Finding valuable applications for customer data is difficult, though – especially if your business is battling the flow of big data. However, there are some pretty simple ways you can use big data to improve customer experience strategy. Let’s look at 5.  

Increase strategic decision-making 

The most obvious application is decision-making. Since the insights allow you to see your customers more clearly, you can use them to uncover critical pain points that are driving loyal customers away and discover new opportunities to delight leads and new shoppers. For example, you might find better ways to market your products, fulfill orders, or deliver an omnichannel experience that makes shopping more seamless.  

Regardless, making decisions based on reliable data can both protect your bottom line and help you build stronger customer relationships.   

Enhance customer mapping 

Customers engage with your brand across multiple touchpoints—from social media ads to your online store, to customer support. Along the way, they might join your email list or use a chatbot to ask about product details like sizing or quality.

Using customer data, you can clearly see how all of these touchpoints fit into your customers’ experience with your brand. More importantly, you can use that data to pinpoint strengths to capitalize on and weaknesses to work on.   

Improve customer service 

Customer support is at the heart of your brand. Whether your customers are struggling to find the right product, having issues placing an order, or want to know the status of a delivery – they turn to your customer support team.  
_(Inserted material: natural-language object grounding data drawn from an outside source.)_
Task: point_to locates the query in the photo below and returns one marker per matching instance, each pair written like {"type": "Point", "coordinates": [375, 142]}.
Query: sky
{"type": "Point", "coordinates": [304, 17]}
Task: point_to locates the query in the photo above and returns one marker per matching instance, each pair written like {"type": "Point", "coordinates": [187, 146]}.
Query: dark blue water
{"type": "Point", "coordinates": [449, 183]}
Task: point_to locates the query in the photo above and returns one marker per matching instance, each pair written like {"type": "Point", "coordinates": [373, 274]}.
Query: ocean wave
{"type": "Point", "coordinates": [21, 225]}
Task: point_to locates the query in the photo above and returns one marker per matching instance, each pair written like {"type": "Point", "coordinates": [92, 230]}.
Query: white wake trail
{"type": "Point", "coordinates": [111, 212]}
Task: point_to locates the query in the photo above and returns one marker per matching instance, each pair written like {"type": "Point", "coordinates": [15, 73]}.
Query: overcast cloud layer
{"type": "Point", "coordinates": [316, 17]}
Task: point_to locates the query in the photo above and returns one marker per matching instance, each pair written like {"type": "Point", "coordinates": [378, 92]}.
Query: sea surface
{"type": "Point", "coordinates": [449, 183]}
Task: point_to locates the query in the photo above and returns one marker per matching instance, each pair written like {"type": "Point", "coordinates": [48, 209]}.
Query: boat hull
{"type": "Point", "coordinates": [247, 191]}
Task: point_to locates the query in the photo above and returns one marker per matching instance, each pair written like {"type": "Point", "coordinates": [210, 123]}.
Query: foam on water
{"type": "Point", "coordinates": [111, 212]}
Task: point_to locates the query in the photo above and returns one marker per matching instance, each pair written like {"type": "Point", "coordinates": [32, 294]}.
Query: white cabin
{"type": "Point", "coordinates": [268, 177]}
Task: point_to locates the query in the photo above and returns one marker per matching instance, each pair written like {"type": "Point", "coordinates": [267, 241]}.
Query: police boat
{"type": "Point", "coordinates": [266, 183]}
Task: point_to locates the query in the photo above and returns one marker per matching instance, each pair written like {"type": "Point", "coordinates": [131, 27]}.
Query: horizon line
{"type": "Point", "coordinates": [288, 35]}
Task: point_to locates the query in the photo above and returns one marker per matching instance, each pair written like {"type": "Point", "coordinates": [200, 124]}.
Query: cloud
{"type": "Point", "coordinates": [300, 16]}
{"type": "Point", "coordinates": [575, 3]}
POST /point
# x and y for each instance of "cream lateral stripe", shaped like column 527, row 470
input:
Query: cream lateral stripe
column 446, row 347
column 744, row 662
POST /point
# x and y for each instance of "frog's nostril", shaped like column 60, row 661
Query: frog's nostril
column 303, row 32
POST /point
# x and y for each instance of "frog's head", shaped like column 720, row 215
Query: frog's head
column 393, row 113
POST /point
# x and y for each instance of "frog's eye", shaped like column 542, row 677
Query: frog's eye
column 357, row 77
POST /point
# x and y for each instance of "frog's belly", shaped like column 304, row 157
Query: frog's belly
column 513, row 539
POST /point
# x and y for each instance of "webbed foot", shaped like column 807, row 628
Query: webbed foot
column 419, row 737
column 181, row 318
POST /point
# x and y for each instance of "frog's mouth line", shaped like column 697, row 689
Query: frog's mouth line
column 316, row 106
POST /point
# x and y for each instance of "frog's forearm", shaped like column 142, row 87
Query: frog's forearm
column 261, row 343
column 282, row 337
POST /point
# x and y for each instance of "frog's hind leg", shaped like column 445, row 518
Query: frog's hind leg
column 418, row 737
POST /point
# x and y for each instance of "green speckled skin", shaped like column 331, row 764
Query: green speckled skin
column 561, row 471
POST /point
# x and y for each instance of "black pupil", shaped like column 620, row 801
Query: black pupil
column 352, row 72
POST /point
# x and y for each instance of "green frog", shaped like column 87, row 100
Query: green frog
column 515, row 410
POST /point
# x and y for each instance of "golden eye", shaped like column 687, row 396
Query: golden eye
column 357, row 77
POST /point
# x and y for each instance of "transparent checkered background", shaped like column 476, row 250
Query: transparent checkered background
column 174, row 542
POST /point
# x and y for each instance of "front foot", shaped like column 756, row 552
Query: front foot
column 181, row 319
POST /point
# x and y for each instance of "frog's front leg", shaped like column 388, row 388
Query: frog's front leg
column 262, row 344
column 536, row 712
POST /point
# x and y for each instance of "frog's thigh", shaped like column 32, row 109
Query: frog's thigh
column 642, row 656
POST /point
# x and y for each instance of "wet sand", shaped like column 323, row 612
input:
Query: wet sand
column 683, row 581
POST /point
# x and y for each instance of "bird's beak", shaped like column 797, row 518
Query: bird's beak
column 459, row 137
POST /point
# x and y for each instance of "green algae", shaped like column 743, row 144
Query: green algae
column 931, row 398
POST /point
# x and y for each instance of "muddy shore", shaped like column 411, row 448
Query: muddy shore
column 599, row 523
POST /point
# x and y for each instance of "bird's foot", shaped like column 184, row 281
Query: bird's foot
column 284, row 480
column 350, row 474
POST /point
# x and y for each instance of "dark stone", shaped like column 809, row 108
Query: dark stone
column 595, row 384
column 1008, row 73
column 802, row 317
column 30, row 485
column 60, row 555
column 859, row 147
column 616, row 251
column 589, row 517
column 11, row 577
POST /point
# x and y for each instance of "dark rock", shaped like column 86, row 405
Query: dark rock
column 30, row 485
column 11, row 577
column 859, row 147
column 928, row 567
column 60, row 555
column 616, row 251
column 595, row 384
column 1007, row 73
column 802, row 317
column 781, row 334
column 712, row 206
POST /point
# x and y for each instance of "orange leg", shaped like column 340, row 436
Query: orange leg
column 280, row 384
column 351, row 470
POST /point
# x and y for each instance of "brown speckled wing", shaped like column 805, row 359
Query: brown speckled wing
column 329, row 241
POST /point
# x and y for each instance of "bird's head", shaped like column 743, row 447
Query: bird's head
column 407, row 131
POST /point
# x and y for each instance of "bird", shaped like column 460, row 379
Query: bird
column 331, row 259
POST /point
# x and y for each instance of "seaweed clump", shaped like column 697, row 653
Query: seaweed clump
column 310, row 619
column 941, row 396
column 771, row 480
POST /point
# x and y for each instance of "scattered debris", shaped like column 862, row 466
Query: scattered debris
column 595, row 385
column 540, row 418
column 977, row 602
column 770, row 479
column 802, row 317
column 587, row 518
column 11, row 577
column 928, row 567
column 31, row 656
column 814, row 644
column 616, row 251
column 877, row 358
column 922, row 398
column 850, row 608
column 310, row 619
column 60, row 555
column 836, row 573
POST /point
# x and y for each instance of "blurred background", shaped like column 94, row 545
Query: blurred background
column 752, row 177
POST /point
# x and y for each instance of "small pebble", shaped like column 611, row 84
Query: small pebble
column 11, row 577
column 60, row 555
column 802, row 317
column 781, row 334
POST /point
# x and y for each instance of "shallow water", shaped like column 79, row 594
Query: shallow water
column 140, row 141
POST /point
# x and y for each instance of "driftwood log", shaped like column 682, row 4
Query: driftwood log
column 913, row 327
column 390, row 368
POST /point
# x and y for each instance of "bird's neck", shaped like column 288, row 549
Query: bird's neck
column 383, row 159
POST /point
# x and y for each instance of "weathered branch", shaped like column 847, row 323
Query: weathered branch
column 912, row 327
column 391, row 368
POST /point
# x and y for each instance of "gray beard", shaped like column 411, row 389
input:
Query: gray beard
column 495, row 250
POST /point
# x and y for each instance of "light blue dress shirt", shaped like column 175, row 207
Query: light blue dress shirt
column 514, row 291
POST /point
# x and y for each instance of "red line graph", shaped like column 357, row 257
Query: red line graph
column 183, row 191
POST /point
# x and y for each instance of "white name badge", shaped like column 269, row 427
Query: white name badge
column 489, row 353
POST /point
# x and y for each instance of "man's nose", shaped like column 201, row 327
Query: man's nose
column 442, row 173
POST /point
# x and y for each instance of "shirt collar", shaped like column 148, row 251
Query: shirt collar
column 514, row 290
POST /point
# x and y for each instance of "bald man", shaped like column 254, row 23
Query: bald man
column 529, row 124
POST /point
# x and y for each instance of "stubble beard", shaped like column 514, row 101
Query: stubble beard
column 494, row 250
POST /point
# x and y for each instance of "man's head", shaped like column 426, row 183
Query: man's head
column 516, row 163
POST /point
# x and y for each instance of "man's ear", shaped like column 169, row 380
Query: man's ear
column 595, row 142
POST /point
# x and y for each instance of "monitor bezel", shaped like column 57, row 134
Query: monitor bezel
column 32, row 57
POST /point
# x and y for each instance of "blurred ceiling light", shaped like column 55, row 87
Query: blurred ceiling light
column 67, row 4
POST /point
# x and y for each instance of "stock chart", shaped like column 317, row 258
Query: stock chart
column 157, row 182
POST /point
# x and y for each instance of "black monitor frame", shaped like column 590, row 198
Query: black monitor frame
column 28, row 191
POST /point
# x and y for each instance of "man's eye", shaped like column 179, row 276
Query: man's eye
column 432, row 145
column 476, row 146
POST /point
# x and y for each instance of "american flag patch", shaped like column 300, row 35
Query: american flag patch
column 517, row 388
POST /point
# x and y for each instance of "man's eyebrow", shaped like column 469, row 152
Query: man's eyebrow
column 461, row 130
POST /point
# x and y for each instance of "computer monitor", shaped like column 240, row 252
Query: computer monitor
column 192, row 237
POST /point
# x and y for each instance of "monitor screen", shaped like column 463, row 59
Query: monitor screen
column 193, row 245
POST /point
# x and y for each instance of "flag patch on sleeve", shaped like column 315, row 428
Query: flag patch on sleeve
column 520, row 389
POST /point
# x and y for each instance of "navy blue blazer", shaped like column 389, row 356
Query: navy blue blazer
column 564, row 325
Keeping up with customers’ requests is challenging, though. And it’s becoming even more difficult since customers want complete answers in real-time.  

Luckily, customer data is useful here as well. Not only can it be used to create visual IVR experiences that your shoppers can use to find answers on their own, but it can also be fed to machine learning algorithms and chatbots that can evolve their responses to fit your customers’ needs.  

Make real-time pricing adjustments 

Pricing is volatile in retail and e-commerce industries. One minute a product may be languishing on the shelves and the next it could be sold out and back-ordered weeks into the future, thanks to a new fad on social media.  

To price products appropriately, you need to be able to see sales in real-time across all channels. Data helps you do that, making it easy to adjust your prices to supply and demand, even when products go viral.  

Predict trends 

While data often looks backward, predictive data analytics gives you a glimpse of future buying behavior. With this perspective, you can make smarter decisions about product sourcing and inventory management. You can also plan marketing campaigns and customer interactions that will support the expected demand.  

In doing so, you can increase customer satisfaction and customer loyalty.  

Building a successful customer experience strategy can’t be done without data. Fortunately, it doesn’t have to be. By collecting customer feedback and extracting relevant information from their shopping behavior, you can improve your decision-making, predict trends, map customer touchpoints, make pricing adjustments in real-time, and enhance customer service.